I woke up this morning thinking about Sleepwalker, Linda K. Sienkiewicz’s book of poems, considering what to say about it, wondering how to find the words sufficiently to honor it. This is a book about grief, about the unthinkable loss of a child who takes his life, about how to live with that. I had just finished reading a book about homes blown to smithereens by a hurricane. Lying in bed I pictured a house, her home, flying into the air, spinning about and coming apart, forgetting that was the image on the cover of her book. With each poem in this book, she drives a stake into the ground, holding the house in place, keeping it from flying apart.
There is heartbreak throughout, the chaos of emotion intricately presented. In a poem about shipwreck (“What Every Mother Hopes For”) a boy miraculously survives and comes home. In another poem, in an orgy of anger (“Gone: A Dream”) the boy leaves home, the mother watching from a second story window, wanting to protect him, to help him, “I want to jump from the window after him / but I’m tangled in the curtains.” Helplessness pervades the collection. In the title poem, “Sleepwalker,” the mother connects–”every night I give him a kiss / to wear on a chain around his neck”–while realizing the separation, a gulf she cannot cross–”I am on the other side of his journey.”

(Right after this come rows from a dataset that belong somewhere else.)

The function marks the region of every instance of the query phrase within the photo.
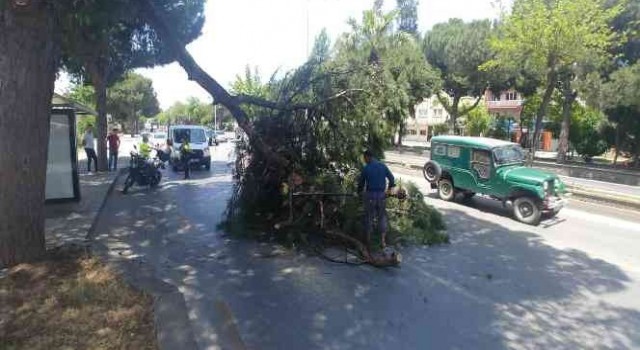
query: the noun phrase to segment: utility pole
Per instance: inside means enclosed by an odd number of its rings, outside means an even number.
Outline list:
[[[218,131],[218,105],[213,104],[213,130]]]

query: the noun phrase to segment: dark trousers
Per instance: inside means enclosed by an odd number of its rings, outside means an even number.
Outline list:
[[[96,155],[96,150],[93,148],[85,148],[85,153],[87,153],[87,171],[91,172],[91,160],[94,162],[94,168],[96,172],[98,171],[98,156]]]
[[[387,202],[384,192],[367,192],[364,196],[365,230],[367,241],[371,239],[374,221],[378,222],[378,229],[382,238],[387,233]]]
[[[191,159],[191,157],[188,154],[183,154],[180,159],[182,160],[182,167],[184,168],[184,178],[188,179],[191,175],[191,167],[189,166],[189,159]]]
[[[109,170],[118,170],[118,150],[109,150]]]

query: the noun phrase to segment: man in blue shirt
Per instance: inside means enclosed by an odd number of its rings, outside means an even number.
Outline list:
[[[380,240],[382,248],[386,248],[387,236],[387,208],[386,208],[386,190],[387,180],[389,180],[389,189],[395,187],[395,179],[386,165],[373,157],[371,151],[364,152],[364,161],[367,163],[362,169],[360,179],[358,181],[358,193],[364,194],[365,208],[365,230],[367,245],[371,239],[371,231],[373,230],[373,221],[377,219],[378,228],[380,230]]]

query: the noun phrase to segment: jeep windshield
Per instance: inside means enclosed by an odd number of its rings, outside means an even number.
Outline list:
[[[184,139],[190,143],[204,143],[207,142],[207,135],[203,129],[176,129],[173,130],[173,139],[178,143],[182,143]]]
[[[516,164],[524,162],[524,151],[518,145],[509,145],[493,149],[497,165]]]

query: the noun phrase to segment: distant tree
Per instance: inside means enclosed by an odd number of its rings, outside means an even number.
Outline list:
[[[603,87],[604,110],[615,125],[617,160],[621,150],[640,165],[640,62],[613,72]],[[614,160],[614,162],[615,162]]]
[[[418,0],[396,0],[398,16],[398,30],[412,35],[418,35]]]
[[[154,0],[171,20],[175,35],[190,42],[200,35],[203,0],[181,2]],[[154,29],[144,20],[143,7],[130,0],[86,1],[73,6],[61,26],[63,63],[80,82],[90,82],[96,91],[97,138],[107,135],[107,88],[126,71],[173,61]],[[98,142],[98,168],[107,166],[106,142]]]
[[[524,66],[536,76],[535,80],[542,82],[544,92],[536,112],[534,151],[538,148],[542,121],[561,75],[566,76],[564,91],[573,96],[569,86],[572,67],[608,55],[607,49],[614,38],[609,23],[620,7],[606,5],[607,0],[518,0],[491,40],[496,57],[484,67],[517,70]],[[568,129],[569,121],[566,120],[561,132],[559,161],[564,159],[568,146]],[[534,153],[531,152],[531,157]]]
[[[127,73],[115,83],[107,95],[107,112],[133,134],[139,133],[139,118],[160,112],[153,82],[137,73]]]
[[[493,118],[484,105],[471,110],[466,117],[465,129],[471,136],[487,136],[491,129]]]
[[[438,100],[451,116],[451,129],[455,132],[458,117],[467,115],[482,100],[485,90],[492,85],[502,90],[504,82],[495,73],[479,70],[478,67],[493,57],[488,45],[492,24],[488,20],[465,23],[450,19],[436,24],[423,40],[427,61],[440,72],[444,94]],[[473,96],[475,103],[461,106],[464,96]]]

And the discovery, in “The Second Worst Thing,” rendered in agonizing minimal detail:
The police took
I don’t know what else
Along with heartbreak (a thud deep in a mother’s womb, as Sienkiewicz describes it), there is the endless return and re-examination, and there is no answer, no reply. There is only continuation. “Once you let go, the body takes over,” she writes. Nothing matters, and tomorrow comes too soon.
Love is an ache. In these marvelous poems, the reader aches with her.